Crimen de Cara de Goma
Jueves 26 de Mayo de 2016

Un certero balazo en el corazón terminó con la vida de un barra brava canalla

Julio César Navarro tenía 52 años y era la mano derecha de Andrés Bracamonte en la barra de Central. Hasta anoche no estaba claro el móvil.

A las 19 de ayer un tiro, un solo tiro puso en alerta a los vecinos de Schweitzer y Tarragona, en el barrio 7 de Septiembre. Dentro de una camioneta Chevrolet S10, apenas consciente y con un disparo en el tórax, agonizaba Julio César Navarro, de 52 años y conocido como "Cara de goma", un hombre querido y respetado en la barra brava de Rosario Central, donde era la mano derecha del jefe del paraavalanchas, Andrés "Pillín" Bracamonte.

A Navarro sus vecinos lo llevaron al Hospital de Emergencias, donde llegó casi sin signos vitales, fue reanimado y finalmente murió luego de una operación. "Esto no queda así, mañana acá va a haber dos muertos", le dijo en tono amenazante un joven vestido con la camiseta de Rosario Central a un policía en la explanada del Heca. Por entonces, alrededor de las 21.15, un centenar de personas identificadas con la barra canalla se había reunido en el lugar.

Un mar de dudas. Pero en el barrio 7 de Septiembre lo que imperaban eran las dudas y la tristeza. Navarro supo ser colectivero y se desempeñó hasta hace un año en la 35/9, una línea que hace recorridos interurbanos. Entre otras cosas que se recuerdan de él es que además, cada vez que el primer equipo canalla jugaba de local, llevaba a varios chicos de la barriada a la cancha.

Cuando lo mataron estaba sentado al volante de su camioneta Chevrolet S10, dominio NTO834, esperando que su mujer bajara del departamento en el que vivían. Una vecina que pasó por el lugar alcanzó a ver un Peugeot 206 estacionado sobre Tarragona con tres personas adentro, uno de ellos joven y con gorrita. Fue ese el muchacho que se acercó a la camioneta, pasó el arma por la ventanilla y disparó el certero tiro que terminó con la vida de Navarro. Luego el sicario corrió y junto a sus cómplices salieron arando.

Lo esperaron.
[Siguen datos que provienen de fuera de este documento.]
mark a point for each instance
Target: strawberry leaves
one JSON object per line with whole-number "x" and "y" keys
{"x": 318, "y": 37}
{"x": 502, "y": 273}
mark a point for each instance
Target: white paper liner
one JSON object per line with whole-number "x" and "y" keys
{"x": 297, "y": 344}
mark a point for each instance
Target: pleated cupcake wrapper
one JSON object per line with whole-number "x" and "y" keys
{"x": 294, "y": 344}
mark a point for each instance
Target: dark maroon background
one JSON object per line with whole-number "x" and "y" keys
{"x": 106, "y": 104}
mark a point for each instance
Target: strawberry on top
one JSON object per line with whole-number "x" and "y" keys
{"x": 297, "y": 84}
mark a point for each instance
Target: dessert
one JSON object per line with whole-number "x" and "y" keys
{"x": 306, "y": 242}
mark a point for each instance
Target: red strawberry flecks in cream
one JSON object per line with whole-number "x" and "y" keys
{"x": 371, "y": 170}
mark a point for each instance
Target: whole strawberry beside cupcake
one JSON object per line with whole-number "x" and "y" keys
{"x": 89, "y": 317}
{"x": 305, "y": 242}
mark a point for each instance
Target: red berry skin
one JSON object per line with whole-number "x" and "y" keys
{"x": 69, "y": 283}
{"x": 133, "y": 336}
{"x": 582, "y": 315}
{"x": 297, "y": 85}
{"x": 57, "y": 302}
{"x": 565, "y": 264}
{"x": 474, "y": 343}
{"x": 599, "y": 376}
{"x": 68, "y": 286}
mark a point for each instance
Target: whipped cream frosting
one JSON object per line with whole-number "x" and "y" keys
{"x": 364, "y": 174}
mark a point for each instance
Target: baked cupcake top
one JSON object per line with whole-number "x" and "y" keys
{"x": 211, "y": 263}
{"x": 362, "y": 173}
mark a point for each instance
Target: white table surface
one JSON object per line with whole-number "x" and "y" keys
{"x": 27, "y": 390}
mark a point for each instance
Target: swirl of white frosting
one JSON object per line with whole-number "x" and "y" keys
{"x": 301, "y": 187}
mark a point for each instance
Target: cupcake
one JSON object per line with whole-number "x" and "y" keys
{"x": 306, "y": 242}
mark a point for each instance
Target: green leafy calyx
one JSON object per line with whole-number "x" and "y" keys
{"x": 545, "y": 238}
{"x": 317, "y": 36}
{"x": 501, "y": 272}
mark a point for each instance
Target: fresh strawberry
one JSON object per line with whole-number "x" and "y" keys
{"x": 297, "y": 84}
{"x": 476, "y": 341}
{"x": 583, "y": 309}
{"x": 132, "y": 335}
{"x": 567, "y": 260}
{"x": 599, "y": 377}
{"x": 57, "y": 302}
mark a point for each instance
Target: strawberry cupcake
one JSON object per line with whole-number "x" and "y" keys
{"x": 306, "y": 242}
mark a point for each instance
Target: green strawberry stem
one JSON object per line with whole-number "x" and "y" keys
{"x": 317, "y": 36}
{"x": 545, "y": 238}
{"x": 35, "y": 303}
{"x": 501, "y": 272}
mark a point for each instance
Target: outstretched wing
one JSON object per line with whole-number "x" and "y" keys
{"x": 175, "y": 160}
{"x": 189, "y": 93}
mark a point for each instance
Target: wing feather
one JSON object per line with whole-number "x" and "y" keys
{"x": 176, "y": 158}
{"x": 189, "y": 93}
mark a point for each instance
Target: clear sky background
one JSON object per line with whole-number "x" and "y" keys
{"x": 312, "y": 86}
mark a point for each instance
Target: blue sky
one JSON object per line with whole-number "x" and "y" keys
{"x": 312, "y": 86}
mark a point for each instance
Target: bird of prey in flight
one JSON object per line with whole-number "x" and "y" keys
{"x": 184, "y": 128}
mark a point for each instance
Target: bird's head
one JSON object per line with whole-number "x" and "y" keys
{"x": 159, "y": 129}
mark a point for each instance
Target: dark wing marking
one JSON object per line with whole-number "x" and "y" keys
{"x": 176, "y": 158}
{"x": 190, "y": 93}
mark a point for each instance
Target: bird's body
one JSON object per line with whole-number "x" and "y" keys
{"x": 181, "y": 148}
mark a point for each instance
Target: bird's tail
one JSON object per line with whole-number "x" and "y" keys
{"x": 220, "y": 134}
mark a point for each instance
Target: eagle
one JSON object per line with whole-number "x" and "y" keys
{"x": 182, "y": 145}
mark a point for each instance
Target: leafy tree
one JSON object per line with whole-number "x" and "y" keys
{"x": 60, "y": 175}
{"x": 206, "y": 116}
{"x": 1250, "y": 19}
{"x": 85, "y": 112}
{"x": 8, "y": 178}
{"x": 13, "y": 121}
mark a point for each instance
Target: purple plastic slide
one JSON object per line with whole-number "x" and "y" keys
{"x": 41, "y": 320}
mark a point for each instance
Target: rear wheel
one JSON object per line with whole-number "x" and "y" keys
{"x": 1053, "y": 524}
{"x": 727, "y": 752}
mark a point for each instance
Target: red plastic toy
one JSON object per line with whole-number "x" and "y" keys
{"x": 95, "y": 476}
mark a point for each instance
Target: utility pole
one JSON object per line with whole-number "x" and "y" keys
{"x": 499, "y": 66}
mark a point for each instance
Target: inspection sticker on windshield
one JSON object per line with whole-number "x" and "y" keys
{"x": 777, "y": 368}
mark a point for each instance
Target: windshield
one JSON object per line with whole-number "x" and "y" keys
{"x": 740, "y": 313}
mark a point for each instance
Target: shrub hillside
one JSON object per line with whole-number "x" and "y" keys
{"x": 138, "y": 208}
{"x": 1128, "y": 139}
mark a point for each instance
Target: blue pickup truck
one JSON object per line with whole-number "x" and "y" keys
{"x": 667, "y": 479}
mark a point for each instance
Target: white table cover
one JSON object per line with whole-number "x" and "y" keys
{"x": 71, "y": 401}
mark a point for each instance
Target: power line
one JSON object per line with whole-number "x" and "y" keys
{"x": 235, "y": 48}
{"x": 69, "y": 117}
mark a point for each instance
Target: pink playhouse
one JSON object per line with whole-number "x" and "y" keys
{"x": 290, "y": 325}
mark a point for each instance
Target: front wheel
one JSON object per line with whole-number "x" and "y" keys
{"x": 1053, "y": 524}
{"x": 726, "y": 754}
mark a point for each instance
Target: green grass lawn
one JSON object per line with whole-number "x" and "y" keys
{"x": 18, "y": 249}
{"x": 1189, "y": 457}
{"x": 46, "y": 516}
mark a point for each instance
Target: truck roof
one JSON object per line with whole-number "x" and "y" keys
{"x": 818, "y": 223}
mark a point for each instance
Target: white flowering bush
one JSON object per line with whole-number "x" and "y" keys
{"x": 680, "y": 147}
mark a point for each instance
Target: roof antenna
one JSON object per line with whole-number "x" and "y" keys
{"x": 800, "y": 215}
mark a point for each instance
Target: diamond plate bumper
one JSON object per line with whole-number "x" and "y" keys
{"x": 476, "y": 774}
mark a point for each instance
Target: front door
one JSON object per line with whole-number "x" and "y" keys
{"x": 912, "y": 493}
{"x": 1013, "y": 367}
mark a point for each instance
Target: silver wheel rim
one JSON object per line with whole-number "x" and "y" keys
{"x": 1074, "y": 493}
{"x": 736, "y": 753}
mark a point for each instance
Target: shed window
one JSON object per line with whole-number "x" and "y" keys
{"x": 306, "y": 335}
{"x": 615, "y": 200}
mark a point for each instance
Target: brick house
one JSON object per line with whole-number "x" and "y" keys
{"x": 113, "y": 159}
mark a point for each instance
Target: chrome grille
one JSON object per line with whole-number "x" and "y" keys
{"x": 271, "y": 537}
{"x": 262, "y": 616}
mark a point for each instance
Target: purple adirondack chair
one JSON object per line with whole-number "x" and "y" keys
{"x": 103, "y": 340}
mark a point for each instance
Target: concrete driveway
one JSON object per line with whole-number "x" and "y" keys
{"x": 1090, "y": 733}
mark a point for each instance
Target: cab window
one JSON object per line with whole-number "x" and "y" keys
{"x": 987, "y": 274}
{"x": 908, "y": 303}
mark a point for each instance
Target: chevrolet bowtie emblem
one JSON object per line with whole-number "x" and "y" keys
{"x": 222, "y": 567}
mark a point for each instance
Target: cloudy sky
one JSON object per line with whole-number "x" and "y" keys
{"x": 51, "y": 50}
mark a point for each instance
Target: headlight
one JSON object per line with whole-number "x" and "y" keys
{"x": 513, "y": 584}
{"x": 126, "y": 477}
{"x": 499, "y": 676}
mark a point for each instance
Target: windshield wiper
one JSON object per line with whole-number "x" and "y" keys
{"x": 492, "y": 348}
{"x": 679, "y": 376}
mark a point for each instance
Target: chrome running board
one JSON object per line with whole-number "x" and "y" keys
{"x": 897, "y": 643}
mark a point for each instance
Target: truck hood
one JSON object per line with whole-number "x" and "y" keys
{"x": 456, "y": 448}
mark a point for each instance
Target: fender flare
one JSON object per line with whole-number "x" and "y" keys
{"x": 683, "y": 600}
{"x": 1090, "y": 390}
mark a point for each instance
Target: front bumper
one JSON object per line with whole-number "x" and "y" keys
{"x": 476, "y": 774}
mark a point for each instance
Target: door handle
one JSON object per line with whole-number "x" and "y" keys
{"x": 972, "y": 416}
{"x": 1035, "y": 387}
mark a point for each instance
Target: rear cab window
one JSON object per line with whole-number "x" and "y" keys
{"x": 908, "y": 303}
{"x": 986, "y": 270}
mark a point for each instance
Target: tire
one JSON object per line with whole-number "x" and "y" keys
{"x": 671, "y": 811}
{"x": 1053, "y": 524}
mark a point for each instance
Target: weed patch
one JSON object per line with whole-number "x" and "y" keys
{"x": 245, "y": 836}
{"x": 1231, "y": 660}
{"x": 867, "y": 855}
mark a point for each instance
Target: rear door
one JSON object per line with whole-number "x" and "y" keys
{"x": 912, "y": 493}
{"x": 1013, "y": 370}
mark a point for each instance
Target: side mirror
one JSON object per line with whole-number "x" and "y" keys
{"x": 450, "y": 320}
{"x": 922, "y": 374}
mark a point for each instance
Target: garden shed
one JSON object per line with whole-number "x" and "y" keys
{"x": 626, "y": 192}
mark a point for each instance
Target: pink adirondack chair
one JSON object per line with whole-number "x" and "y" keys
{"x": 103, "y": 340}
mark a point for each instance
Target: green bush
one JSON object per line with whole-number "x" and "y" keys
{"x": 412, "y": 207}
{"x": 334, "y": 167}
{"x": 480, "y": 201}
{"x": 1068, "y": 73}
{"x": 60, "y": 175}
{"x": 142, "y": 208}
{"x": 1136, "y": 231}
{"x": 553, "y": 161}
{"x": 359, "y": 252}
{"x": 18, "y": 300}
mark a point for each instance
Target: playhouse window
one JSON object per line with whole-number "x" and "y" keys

Otros vecinos comentaron a este diario que el auto esperaba allí hacía por lo menos una hora, pero que es habitual ver vehículos estacionados sobre el cordón de la calle, por lo que no le dieron mayor importancia.

Navarro vivía con su familia en una de las torres del complejo de Tarragona al 1300. "Su hija, al escuchar el disparo, se asomó a la ventana y empezó a llorar y a gritar. Enseguida supo lo que había ocurrido. Era terrible", contó un vecino. Después lo llevaron al Heca en la misma chata.

La camioneta llegó velozmente al hospital y se metió por la explanada por la que entran las ambulancias. Bajaron a Navarro y lo introdujeron directamente a la guardia. Y de ahí al quirófano. El interior del hospital se convirtió en un pandemonio de personas vestidas con camisetas y camperas de Rosario Central que entraban y salían por la puerta de calle Crespo. Personas que le preguntaban a los médicos y a los enfermeros cómo estaba Navarro. Eran familiares o allegados inmediatos a la familia.

Aire espeso. Afuera todo era tensión. Nadie aseguraba la evolución sino por voces que se colaban entre quienes salían a la explanada y tiraban los pocos datos que tenían. La impotencia se notaba en los rostros, cada vez más tensos.

En ese marco se escuchó correr un rumor. Se habló del secuestro del hijo de quien fuera amigo de "Pillín", "El cabezón Sergio" Enriotti, asesinado en 2009, y de una posible extorsión que pudo haber sufrido el actual líder de la barra. Así es que, como forma de presionar a "Pillín", se habría cometido el asesinato de "Cara de goma".

Pero el frío de la noche no sólo lo cortaban los rumores. También las amenazas. "Esto no queda así. Va a haber más muertos, no queda así", dijo un pibe con lágrimas contenidas y labios apretados. También se habló de una bronca menor entre un integrante de la barra y la víctima del crimen. Pero todo era conjetura tras conjetura.

A las 20.30 comenzaron a llegar a la explanada varios agentes pertrechados y personal de la Policía de Investigaciones (PDI). A las 21.15, una vez que se confirmó la muerte, la gente gritó y golpeó lo que se les cruzara: contenedores, chapas, nada alcanzaba para descargar piñas y esperar el duelo que recién comenzaba.

El caso será investigado por el fiscal de la Unidad de Homicidios Florentino Malaponte, que comenzó anoche mismo la pesquisa del caso.